Methods Brain autopsies from 28 subjects in the Mayo Clinic Study of Aging and Mayo Clinic Alzheimer’s Disease Research Center were analyzed. Autopsy diagnoses were compared to PiB and FDG imaging results (scans were performed 0.19 to 4.8 years before death).

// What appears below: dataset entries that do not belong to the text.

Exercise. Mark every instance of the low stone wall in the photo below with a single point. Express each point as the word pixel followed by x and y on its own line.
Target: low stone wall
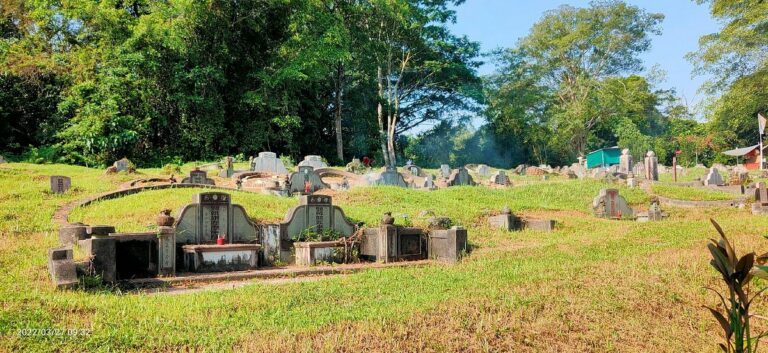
pixel 61 215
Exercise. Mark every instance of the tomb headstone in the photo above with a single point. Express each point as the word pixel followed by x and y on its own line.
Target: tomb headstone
pixel 651 166
pixel 625 162
pixel 500 178
pixel 391 177
pixel 305 181
pixel 460 176
pixel 210 215
pixel 316 213
pixel 60 184
pixel 198 176
pixel 609 204
pixel 229 168
pixel 483 170
pixel 267 162
pixel 713 178
pixel 315 162
pixel 761 199
pixel 445 171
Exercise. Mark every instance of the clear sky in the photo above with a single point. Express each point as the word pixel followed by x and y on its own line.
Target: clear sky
pixel 500 23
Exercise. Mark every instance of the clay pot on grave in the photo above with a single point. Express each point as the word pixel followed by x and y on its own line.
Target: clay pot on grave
pixel 164 219
pixel 387 218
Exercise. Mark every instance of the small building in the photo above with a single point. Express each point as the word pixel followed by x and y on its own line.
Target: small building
pixel 604 157
pixel 749 156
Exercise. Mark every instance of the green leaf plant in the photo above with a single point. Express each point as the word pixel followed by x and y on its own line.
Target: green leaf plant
pixel 734 315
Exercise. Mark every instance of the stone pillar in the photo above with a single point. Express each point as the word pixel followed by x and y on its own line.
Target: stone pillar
pixel 651 166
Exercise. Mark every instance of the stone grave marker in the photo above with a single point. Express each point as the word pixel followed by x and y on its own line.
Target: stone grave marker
pixel 483 170
pixel 210 215
pixel 651 166
pixel 305 181
pixel 459 177
pixel 315 162
pixel 229 168
pixel 391 177
pixel 625 162
pixel 267 162
pixel 500 178
pixel 713 178
pixel 445 171
pixel 198 177
pixel 60 184
pixel 609 204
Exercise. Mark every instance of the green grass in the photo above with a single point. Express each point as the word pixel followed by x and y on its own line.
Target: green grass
pixel 593 285
pixel 690 193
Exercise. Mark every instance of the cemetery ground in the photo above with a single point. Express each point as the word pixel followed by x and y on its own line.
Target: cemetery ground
pixel 591 285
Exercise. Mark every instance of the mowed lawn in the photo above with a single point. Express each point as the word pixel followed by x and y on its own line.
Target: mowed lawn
pixel 591 286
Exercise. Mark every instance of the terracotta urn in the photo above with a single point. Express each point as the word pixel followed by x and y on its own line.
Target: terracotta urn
pixel 164 219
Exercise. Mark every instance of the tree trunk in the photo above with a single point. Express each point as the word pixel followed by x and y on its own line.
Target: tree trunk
pixel 339 89
pixel 380 115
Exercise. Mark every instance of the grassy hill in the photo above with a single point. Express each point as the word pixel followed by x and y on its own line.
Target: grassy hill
pixel 592 285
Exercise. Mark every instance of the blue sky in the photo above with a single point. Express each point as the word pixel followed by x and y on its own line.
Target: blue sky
pixel 500 23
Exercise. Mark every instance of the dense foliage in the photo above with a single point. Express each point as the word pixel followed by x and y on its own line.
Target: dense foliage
pixel 89 82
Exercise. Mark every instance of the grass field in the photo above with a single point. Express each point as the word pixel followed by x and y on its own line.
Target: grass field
pixel 593 285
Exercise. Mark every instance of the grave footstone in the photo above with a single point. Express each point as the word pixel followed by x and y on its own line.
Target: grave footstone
pixel 315 162
pixel 459 177
pixel 60 184
pixel 267 162
pixel 609 204
pixel 713 178
pixel 651 166
pixel 305 181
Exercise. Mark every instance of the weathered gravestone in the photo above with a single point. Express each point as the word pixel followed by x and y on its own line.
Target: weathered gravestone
pixel 459 177
pixel 305 181
pixel 625 162
pixel 391 177
pixel 761 199
pixel 229 168
pixel 445 171
pixel 211 215
pixel 609 204
pixel 651 166
pixel 60 184
pixel 267 162
pixel 483 170
pixel 500 178
pixel 198 177
pixel 315 162
pixel 62 267
pixel 713 178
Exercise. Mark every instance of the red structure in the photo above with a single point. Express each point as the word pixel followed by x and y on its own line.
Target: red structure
pixel 749 156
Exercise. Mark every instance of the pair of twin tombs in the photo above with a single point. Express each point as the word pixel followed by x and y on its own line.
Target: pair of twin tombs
pixel 213 235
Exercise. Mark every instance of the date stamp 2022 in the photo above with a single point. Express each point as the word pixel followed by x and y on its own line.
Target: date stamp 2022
pixel 27 332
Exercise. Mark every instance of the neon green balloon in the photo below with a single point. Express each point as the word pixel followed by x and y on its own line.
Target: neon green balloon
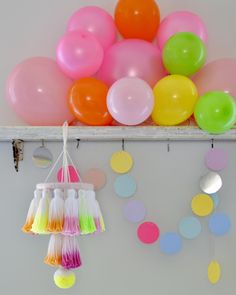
pixel 215 112
pixel 184 54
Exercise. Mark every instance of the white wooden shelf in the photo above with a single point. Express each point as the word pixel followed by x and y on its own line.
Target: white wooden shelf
pixel 27 133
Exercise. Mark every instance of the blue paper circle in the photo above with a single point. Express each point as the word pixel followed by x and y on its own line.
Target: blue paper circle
pixel 219 224
pixel 216 200
pixel 190 227
pixel 170 243
pixel 125 186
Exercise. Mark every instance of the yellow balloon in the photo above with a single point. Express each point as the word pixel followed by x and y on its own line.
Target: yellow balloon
pixel 202 205
pixel 175 99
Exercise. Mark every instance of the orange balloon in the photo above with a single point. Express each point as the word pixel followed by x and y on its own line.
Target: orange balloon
pixel 87 102
pixel 137 19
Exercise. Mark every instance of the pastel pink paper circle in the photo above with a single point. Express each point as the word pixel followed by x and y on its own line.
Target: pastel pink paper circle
pixel 148 232
pixel 73 175
pixel 79 54
pixel 181 21
pixel 132 58
pixel 218 75
pixel 96 177
pixel 130 101
pixel 216 159
pixel 97 22
pixel 37 92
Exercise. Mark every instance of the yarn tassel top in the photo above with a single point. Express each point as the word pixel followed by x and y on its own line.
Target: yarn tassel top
pixel 27 228
pixel 71 226
pixel 41 218
pixel 56 213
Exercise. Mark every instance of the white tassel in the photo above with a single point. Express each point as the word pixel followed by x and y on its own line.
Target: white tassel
pixel 32 212
pixel 56 213
pixel 54 255
pixel 71 226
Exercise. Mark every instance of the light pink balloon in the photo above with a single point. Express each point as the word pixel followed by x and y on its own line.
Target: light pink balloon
pixel 37 91
pixel 79 54
pixel 219 75
pixel 132 58
pixel 130 101
pixel 96 21
pixel 181 21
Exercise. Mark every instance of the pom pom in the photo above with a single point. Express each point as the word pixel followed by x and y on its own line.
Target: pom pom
pixel 32 212
pixel 54 255
pixel 41 218
pixel 86 219
pixel 64 279
pixel 56 213
pixel 71 226
pixel 70 253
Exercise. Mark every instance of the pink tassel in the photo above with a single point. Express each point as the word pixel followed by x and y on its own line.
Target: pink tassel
pixel 71 226
pixel 70 253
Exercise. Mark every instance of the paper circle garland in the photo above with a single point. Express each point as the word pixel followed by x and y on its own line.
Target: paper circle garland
pixel 148 232
pixel 121 162
pixel 74 175
pixel 216 200
pixel 170 243
pixel 216 159
pixel 125 186
pixel 202 205
pixel 219 224
pixel 214 272
pixel 96 177
pixel 190 227
pixel 211 183
pixel 64 279
pixel 134 211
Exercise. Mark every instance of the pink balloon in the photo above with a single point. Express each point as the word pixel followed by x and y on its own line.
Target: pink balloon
pixel 219 75
pixel 37 91
pixel 181 21
pixel 96 21
pixel 79 54
pixel 132 58
pixel 130 101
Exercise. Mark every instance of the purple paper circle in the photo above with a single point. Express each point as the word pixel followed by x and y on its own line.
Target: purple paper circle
pixel 216 159
pixel 135 211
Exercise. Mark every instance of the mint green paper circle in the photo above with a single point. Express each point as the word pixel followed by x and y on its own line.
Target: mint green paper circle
pixel 125 186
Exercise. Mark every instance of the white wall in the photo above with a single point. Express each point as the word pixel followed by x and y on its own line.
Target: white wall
pixel 115 262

Results Autopsy diagnoses included AD (N=12), vascular disease (VaD) (N=4), PSP (N=4), LBD (N=3), normal (N=3), and metastatic cancer (MC) (N=1). PiB categorized all subjects correctly except for the MC subject (PiB of 1.6) and 1 normal subject (PiB of 1.9). Of the 12 AD subjects, 2 had a clinical diagnosis of LBD prior to death and one of these also had mixed AD/DLBD pathology; FDG and PiB data helped categorized both of these subjects in concordance with autopsy findings. Three of four PSP, VaD and the remaining normal subjects all had normal PiB scans. Of the 4 PSP subjects, 2 had a consensus diagnosis of AD prior to death and 2 of MCI; PIB was negative in 3 (1.19-1.23) and positive in one with mixed LBD pathology. Of the VaD subjects, 2 had a consensus diagnosis of MCI; both were negative on PiB (1.17-1.25).
Conclusions PiB and FDG biomarkers were concordant with autopsy diagnoses in 8 subjects (4 PSP, 2 AD, and 2 VaD) who had alternate or MCI consensus diagnoses antemortem. Therefore, in 29% (8/28) of subjects, PiB and FDG biomarkers improved disease characterization. These data support the integration of FDG and PiB PET in dementia diagnostic guidelines.